Although these illicit transactions constitute only a small fraction—around 1%—of total on-chain volume, the substantial rise signals ongoing struggles with cybercrime targeting crypto platforms. Experts emphasize that this increase stems more from the accumulation and failed laundering attempts of stolen assets than an overall surge in criminal acts.
Heightened security protocols and blockchain transparency have made it increasingly difficult for criminals to convert these ill-gotten gains into traditional fiat currencies. Technologies like Know Your Transaction (KYT) systems flag suspicious wallets preemptively, often before funds reach exchanges. Concurrently, Know Your Customer (KYC) regulations limit withdrawal possibilities, while stablecoin issuers actively freeze suspicious balances.
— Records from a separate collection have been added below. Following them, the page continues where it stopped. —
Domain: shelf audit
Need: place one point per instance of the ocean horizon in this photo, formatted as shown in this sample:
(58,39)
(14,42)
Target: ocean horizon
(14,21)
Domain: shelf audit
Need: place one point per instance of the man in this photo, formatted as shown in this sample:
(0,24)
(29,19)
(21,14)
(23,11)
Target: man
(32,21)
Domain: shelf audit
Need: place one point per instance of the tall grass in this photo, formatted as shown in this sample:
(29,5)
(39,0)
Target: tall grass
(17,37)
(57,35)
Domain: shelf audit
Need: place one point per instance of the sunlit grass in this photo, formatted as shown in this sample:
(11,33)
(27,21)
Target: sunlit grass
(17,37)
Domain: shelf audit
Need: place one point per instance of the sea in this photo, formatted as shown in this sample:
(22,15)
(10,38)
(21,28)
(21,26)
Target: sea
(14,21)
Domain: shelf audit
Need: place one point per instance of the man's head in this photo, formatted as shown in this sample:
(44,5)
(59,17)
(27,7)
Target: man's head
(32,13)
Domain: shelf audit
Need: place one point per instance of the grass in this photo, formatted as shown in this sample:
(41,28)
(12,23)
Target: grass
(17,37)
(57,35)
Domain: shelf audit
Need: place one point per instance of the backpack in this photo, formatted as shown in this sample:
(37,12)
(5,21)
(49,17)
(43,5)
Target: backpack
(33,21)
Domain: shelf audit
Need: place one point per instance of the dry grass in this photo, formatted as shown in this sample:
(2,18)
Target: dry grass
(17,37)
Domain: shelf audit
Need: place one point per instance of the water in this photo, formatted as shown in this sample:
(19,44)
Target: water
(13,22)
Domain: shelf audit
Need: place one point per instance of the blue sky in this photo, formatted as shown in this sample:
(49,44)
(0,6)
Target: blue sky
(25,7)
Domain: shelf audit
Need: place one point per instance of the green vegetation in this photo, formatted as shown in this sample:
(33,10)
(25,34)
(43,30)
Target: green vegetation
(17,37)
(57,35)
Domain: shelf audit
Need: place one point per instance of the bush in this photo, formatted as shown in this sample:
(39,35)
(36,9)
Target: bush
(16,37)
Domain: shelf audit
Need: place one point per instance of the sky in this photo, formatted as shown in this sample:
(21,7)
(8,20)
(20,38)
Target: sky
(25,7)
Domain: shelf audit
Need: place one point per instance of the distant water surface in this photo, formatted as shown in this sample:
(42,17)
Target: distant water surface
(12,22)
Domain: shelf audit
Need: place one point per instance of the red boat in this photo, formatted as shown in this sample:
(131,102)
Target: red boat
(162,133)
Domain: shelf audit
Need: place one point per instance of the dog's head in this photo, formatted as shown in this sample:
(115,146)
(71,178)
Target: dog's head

Law enforcement efforts complement these measures, with agencies such as the U.S. Department of Justice and FBI seizing millions linked to crypto crimes. Crypto mixers, tools intended to obscure funds’ origins, also face limitations due to processing caps, which slow down illicit laundering and create opportunities for investigation. On-chain transactions permanently record fund movements, fostering traceability even when illicit funds shift between multiple wallets.
Crypto crime remains a pressing issue in 2026, with hacks and exploits topping more than $800 million so far this year. A considerable portion occurred over a short span, signaling evolving criminal strategies. Despite this, the growing synergy between security firms, exchanges, and regulators demonstrates a concerted effort to contain illicit finance through increased transparency and technological safeguards.